I attended a training recently on the Easy-Laser XT770 alignment system at an oil and gas fracking company in West Texas. During the training I heard the term “grease worms” and even though I have been in the lubrication field for 29 years, I was unfamiliar with this animal.
Come to find out, it is a term used to describe an application completely devoid of any grease. In other words, someone didn’t grease the equipment at all and according to the guilty parties, these fictitious “grease worms” must have eaten the grease!
That got me thinking about the different oil viscosities and grease thickeners and how not all greases are created equal. We must look at each application individually and determine the correct oil viscosity and the correct thickener or “soap” that will work best in the application. You see, the thickeners have different characteristics that affect the performance.
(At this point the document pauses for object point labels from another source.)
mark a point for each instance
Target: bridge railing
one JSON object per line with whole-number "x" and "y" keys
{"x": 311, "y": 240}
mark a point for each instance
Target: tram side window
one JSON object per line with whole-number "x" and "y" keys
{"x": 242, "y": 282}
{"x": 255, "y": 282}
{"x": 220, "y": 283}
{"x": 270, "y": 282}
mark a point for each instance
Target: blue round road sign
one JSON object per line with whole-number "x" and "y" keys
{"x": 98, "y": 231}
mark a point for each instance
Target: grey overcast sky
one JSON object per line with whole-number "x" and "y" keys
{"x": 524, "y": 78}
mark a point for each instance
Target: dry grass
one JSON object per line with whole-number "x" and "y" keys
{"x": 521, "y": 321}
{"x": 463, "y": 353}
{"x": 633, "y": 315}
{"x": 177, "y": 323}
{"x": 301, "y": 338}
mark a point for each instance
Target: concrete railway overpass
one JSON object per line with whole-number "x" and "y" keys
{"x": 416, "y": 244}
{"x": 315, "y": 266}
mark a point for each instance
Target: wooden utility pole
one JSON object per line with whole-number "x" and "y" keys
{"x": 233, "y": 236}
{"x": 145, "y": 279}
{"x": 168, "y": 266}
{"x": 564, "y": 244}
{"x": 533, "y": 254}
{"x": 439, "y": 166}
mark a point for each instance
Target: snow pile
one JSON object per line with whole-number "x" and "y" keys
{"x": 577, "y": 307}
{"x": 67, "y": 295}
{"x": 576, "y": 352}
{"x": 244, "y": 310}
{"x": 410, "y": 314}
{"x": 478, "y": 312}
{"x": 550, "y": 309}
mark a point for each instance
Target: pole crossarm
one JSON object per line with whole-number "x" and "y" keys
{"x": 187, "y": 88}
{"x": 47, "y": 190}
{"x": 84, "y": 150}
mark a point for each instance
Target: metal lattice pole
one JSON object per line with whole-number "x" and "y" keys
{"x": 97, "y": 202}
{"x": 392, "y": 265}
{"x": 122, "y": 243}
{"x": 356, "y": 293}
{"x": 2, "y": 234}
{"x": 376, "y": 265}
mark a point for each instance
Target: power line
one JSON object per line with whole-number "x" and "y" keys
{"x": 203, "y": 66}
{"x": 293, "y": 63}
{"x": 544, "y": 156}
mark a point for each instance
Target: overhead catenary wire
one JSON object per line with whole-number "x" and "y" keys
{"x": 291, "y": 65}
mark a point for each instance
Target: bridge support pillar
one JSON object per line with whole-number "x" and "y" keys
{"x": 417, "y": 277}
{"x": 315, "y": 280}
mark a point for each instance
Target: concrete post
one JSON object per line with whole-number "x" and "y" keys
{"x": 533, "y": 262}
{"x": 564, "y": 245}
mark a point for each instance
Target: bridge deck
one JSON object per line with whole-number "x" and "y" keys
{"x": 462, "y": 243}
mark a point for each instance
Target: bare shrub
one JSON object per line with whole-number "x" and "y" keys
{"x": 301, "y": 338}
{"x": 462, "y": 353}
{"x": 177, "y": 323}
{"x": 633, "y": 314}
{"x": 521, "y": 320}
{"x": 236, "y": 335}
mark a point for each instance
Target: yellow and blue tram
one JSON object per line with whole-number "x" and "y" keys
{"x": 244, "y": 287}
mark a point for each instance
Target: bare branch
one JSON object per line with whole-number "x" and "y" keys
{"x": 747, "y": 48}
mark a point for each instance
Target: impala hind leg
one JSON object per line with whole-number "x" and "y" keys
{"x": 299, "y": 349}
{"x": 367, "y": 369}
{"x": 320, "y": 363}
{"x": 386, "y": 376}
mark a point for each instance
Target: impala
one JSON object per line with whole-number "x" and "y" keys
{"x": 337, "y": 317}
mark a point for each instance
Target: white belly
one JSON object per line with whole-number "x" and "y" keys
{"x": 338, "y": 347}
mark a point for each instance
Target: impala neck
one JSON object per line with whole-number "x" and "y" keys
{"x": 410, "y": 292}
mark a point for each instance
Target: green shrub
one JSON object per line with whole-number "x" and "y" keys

The term “LETS” can get us close to our final selection.
- Load – what load will the bearing be supporting during its life cycle? Heavily loaded bearings are typically slower moving and would require a more viscous base oil to help separate the metal surfaces moving opposite each other. I might choose a calcium sulfonate thickener for this application because this thickener has excellent load carrying capabilities.
- Environment – where will the bearing be located? Is it outside, exposed to the elements? Is it in the fracking world where water, dust, dirt, vibration, rain, or chemicals etc. will have an effect on the grease’s performance? Choose the thickener wisely as now a lithium complex or aluminum complex soap may be the best general purpose option.
- Temperature – In West Texas, the temperature swings can be 60 degrees from night to day. This might affect the performance of the grease as it relates to pumpability, especially in an automatic grease system like this facility was using. Now, the thickener might deter the flow of the grease as some soaps are known not to pump well, like a calcium sulfonate.
- Speed – what is the bearing speed? Faster and smaller typically have the need for a lighter viscosity base oil and a more flowable thickener. Conversely, a large, heavily loaded slow moving bearing would require a more viscous base oil and a more robust soap to help carry the load.
In conclusion, LETS investigate each application on its own merits to make the best final determination for which grease should be used; and, precision lubrication using ultrasound can help ensure that the right amount of grease is being used, and might just help avoid the infiltration of the dreaded “grease worm”!